Kim Pasche: le Suisse qui vit au fond des bois

Le Vaudois Kim Pasche vit la plupart du temps dans les forêts du Nord-Ouest canadien. Désireux de s'affranchir de sa dépendance du monde moderne, cette expérience a radicalement modifié sa vision de la durabilité de notre société.

L'hiver 2014-2015, pour la première fois depuis huit ans, Kim Pasche l’a passé en Suisse, dans un chalet de famille près de Moudon, sur le plateau du Jorat. En cause: son enfant à naître. D’habitude, chaque fin d’été, le Vaudois repart dans son «fond des bois», dans les forêts boréales du Nord-Ouest canadien. Près du cercle polaire arctique, il vit plusieurs mois par année «en immersion complète, comme à l’âge de la pierre». Une expérience qui a radicalement changé sa vision de la durabilité de notre société.

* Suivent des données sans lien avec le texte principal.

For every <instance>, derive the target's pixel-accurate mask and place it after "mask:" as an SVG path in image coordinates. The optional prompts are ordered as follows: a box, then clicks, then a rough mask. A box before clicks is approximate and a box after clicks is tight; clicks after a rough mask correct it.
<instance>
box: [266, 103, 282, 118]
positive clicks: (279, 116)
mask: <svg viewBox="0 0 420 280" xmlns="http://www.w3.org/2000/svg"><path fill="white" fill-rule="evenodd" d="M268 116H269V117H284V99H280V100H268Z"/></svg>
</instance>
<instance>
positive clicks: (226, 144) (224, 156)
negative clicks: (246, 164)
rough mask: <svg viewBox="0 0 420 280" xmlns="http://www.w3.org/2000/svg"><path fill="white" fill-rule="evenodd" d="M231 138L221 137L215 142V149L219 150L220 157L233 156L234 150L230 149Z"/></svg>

Lorsqu’on lui demande les raisons de cette démarche, le Vaudois évoque sans hésiter l’incendie qui ravageait il y a 10 ans le chalet familial. Il n’a alors que 21 ans et vit cela comme une révélation; la perte de la plupart de ses affaires sert de révélateur d’une dépendance au monde moderne dont il souhaite s’affranchir. «Je me rendais compte que si l’on possède des objets, ces mêmes objets nous possèdent tout autant.» De ce drame découle «une liberté inattendue». Un cheminement qui l’amène à poursuivre autre chose, qui lui semble désormais essentiel: les savoirs et les gestes qui permettent l’autonomie dans la nature. «Par souci d’authenticité», il se met en quête d’un territoire à explorer qui serait le plus vierge possible. «Je cherchais un lieu qui me permettrait à la fois de vivre au plus proche d’une nature intacte et à proximité de gens dont les liens avec cette nature n’auraient pas été rompus.»

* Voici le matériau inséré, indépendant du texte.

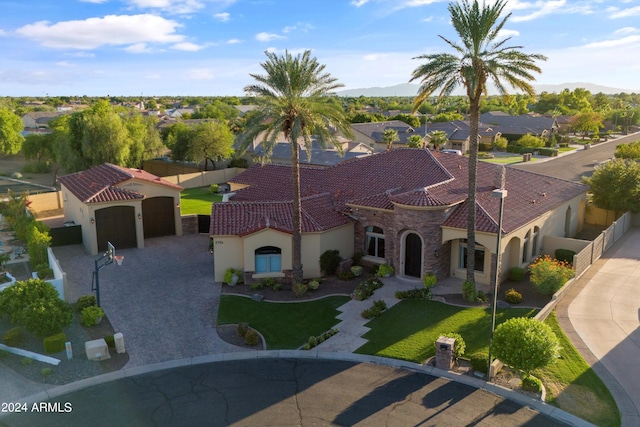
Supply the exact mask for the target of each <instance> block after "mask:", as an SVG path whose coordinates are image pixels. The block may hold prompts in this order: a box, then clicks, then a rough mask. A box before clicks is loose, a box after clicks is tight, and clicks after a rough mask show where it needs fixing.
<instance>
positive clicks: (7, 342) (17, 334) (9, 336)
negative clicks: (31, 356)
mask: <svg viewBox="0 0 640 427" xmlns="http://www.w3.org/2000/svg"><path fill="white" fill-rule="evenodd" d="M2 341H4V343H5V344H6V345H8V346H9V347H21V346H22V345H23V344H24V333H23V332H22V329H21V328H20V327H19V326H16V327H15V328H11V329H9V330H8V331H7V332H5V333H4V336H3V337H2Z"/></svg>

Il jette son dévolu sur le Nord-Ouest du Canada, très faiblement peuplé et dont les populations autochtones pratiquent encore une vie proche du monde sauvage. Un territoire qui ressemble, raconte-t-il ci-dessous, à ce qu’était la Suisse il y a de cela des millénaires. Plus tard, il devient copropriétaire d’une des plus grandes concessions de trappe (territoire de chasse) du territoire. Il y pratique la vie dont il a tant rêvé, ce qu’il nomme ses «immersions sauvages», mais aussi celle d’un trappeur moderne, maniant pièges et motoneiges. Ce joli garçon de petite taille aux yeux clairs et aux longs cheveux rassemblés en tresse sur son épaule, ne dégage aucun malaise face à notre monde moderne. Il rejette calmement mais catégoriquement toute comparaison avec la démarche mystique et désespérée de Christopher McCandless, racontée dans Into the Wild (Voyage au bout de la solitude) par Jon Krakauer et au cinéma par Sean Penn.

«Ma quête est tout sauf une fuite ou un rejet, insiste Kim Pasche. Ma famille et mes activités professionnelles sont en Europe, Je suis à l’aise dans le monde moderne. J’ai une vie sociale dense, des projets, je fais des rencontres très riches… Mais j’ai besoin du monde sauvage. C’est lui qui me permet d’avancer, d’aiguiser mes sens et de ne pas oublier l’essentiel.» A savoir: «que l’homme ne peut pas se soustraire aux lois du vivant, contrairement à ce que nous croyons dans notre culture et qui ressort quand quelqu’un s’exclame: on n’est quand même pas des animaux!»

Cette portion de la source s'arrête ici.